Solid access processes remain paramount, Morrow says, because without them, you can't establish a system capable of easily proving effective IT access compliance. But the landscape is getting so complex that technology is becoming more of a mandatory element in that effort as well, he says.
“I always used to tell people that it wasn’t about technology; it was about process,” Morrow says. “Now we’re starting to see how burdensome it can be without the technology.”
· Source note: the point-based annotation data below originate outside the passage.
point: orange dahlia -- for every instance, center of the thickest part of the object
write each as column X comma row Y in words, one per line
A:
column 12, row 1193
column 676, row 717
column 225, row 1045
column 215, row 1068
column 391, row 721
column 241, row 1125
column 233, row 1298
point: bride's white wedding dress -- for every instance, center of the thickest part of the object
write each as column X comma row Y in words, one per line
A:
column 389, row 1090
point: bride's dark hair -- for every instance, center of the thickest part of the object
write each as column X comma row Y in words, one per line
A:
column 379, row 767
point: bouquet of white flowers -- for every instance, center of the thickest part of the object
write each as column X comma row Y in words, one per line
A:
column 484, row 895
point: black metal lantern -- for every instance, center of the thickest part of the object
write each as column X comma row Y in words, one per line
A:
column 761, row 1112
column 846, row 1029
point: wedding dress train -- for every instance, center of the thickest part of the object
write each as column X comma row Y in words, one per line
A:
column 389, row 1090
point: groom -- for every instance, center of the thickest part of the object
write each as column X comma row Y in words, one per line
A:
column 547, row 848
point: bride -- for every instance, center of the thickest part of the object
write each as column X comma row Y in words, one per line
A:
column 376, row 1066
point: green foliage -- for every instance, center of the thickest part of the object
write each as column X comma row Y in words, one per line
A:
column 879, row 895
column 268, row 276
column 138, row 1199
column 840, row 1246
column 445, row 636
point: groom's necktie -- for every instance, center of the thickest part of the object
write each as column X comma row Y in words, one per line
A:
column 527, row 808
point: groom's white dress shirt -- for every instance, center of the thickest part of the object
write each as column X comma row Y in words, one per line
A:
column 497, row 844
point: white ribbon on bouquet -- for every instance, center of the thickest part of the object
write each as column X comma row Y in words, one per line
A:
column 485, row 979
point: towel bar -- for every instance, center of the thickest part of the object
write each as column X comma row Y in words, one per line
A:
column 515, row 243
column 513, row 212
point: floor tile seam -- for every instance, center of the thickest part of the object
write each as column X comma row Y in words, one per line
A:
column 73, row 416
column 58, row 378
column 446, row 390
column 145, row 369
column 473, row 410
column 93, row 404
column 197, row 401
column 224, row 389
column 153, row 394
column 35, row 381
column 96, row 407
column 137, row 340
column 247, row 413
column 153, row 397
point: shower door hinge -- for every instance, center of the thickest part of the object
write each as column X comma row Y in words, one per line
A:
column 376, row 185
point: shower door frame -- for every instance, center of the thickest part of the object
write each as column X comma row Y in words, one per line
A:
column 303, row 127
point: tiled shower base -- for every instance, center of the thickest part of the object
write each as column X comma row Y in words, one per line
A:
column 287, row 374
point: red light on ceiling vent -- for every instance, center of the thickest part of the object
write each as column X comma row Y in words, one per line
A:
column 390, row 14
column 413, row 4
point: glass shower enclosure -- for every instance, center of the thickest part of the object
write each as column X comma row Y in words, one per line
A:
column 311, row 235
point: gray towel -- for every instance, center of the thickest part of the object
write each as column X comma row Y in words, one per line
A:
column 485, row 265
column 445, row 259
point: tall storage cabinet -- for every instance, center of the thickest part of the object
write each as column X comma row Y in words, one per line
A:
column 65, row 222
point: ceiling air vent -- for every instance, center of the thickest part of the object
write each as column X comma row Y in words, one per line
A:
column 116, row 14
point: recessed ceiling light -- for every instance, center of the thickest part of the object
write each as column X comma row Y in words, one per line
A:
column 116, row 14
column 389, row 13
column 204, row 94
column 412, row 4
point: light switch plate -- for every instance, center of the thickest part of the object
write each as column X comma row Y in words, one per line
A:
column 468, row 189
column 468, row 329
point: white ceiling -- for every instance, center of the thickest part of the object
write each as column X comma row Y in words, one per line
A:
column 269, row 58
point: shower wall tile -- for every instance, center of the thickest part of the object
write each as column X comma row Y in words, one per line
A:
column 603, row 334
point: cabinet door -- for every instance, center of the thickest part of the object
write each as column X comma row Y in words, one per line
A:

Morrow says his experience has been that a minority of companies has implemented more elaborate identity management systems, which can range from the low hundreds of thousands of dollars to about $1 million. That spending, he explains, often takes the realization that access-control compliance reviews are costing hundreds of hours of consultant time to justify action.
“I think most organizations have to feel some pain before they will invest,” Morrow says.